M.J. Mahmoodabadi, N.R. Babak, Pareto optimum design of an adaptive robust backstepping controller for an unmanned aerial vehicle, Asian Journal of Control (2022). 📚
R. Abedzadeh Maafi, S. Etemadi Haghighi, M.J. Mahmoodabadi, A novel multi-objective optimization algorithm for Pareto design of a fuzzy full state feedback linearization controller applied on a ball and wheel system, Transactions of the Institute of Measurement and Control 44 (7) (2022), 1388–1409. 🛠
M.J. Mahmoodabadi, S. Hadipour Lakmesari, Optimal design of an adaptive robust controller using a multi-objective artificial bee colony algorithm for an inverted pendulum system, Transactions of the Canadian Society for Mechanical Engineering 46 (1) (2022), 89–102. 📈
S.H. Lakmesari, M.J. Mahmoodabadi, Adaptive sliding mode control of HIV-1 infection model, Informatics in Medicine Unlocked 25 (2021), 100703. 💡
M.J. Mahmoodabadi, Moving least squares approximation-based online control optimized by the team game algorithm for Duffing-Holmes chaotic problems, Cyber-Physical Systems 7 (2) (2021), 1-21. ⚙️
M.J. Mahmoodabadi, A.R. Nemati, A new optimum numerical method for analysis of nonlinear conductive heat transfer problems, Journal of the Brazilian Society of Mechanical Sciences and Engineering 43 (5) (2021), 1-8. 🔥
R. Abedzadeh Maafi, S. Etemadi Haghighi, M.J. Mahmoodabadi, Pareto optimal design of a fuzzy adaptive hierarchical sliding-mode controller for an XZ inverted pendulum system, IETE Journal of Research (2021). 🔄

Conclusion

Dr.
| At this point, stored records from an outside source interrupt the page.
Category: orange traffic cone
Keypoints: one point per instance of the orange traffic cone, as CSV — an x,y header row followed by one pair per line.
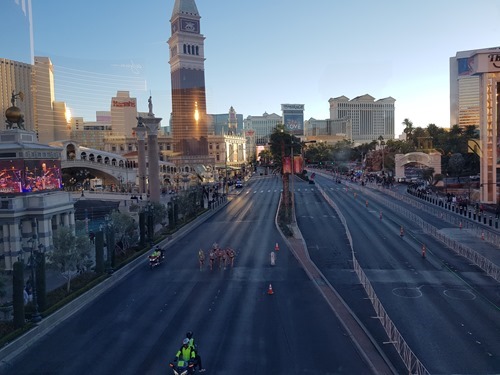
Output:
x,y
270,290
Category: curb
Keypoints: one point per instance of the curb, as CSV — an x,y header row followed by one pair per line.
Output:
x,y
16,347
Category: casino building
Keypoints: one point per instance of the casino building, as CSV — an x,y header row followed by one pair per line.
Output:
x,y
475,100
32,204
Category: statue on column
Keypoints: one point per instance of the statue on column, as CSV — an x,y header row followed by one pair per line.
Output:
x,y
14,114
150,105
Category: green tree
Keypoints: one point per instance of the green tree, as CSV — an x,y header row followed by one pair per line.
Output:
x,y
125,229
65,256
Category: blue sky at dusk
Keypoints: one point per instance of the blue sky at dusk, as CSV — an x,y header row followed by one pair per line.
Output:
x,y
259,54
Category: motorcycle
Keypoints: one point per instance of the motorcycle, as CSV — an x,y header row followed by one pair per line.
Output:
x,y
155,260
182,367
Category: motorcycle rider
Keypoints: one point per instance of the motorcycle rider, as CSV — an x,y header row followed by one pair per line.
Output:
x,y
189,336
186,352
154,258
161,251
201,258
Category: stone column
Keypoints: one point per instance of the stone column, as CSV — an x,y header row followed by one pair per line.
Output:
x,y
14,241
151,124
44,232
140,132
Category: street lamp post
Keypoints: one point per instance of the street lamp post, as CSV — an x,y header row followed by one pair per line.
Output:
x,y
36,317
110,245
382,147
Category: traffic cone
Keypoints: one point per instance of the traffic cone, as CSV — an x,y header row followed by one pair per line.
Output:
x,y
270,290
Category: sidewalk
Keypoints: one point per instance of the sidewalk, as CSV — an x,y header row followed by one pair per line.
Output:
x,y
53,280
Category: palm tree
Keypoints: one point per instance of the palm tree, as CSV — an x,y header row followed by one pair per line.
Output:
x,y
408,128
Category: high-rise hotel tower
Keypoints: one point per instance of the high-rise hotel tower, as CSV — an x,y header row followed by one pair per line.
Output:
x,y
189,111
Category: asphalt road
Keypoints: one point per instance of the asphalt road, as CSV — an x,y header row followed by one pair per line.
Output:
x,y
446,309
137,326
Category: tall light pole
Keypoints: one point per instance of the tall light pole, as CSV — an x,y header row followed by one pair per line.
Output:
x,y
301,144
36,317
382,147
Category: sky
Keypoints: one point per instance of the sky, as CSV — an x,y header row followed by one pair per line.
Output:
x,y
259,54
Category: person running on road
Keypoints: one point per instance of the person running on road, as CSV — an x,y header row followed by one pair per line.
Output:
x,y
230,256
220,256
189,335
201,258
186,353
212,256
Mohammad Javad Mahmoodabadi’s academic and research career exemplifies excellence in mechanical engineering and control systems. His innovative work in optimization algorithms, machine learning, and mechanical design has earned him recognition as a leader in his field. With a strong publication record and significant contributions to the academic community, he is a well-deserving candidate for the “Best Researcher Award.” His ability to blend theoretical advancements with practical applications, along with his mentorship of future researchers, positions him as a key figure in the development of engineering solutions for complex systems. Dr. Mahmoodabadi’s dedication to advancing knowledge, combined with his academic leadership and impactful research, makes him an outstanding nominee for this prestigious award.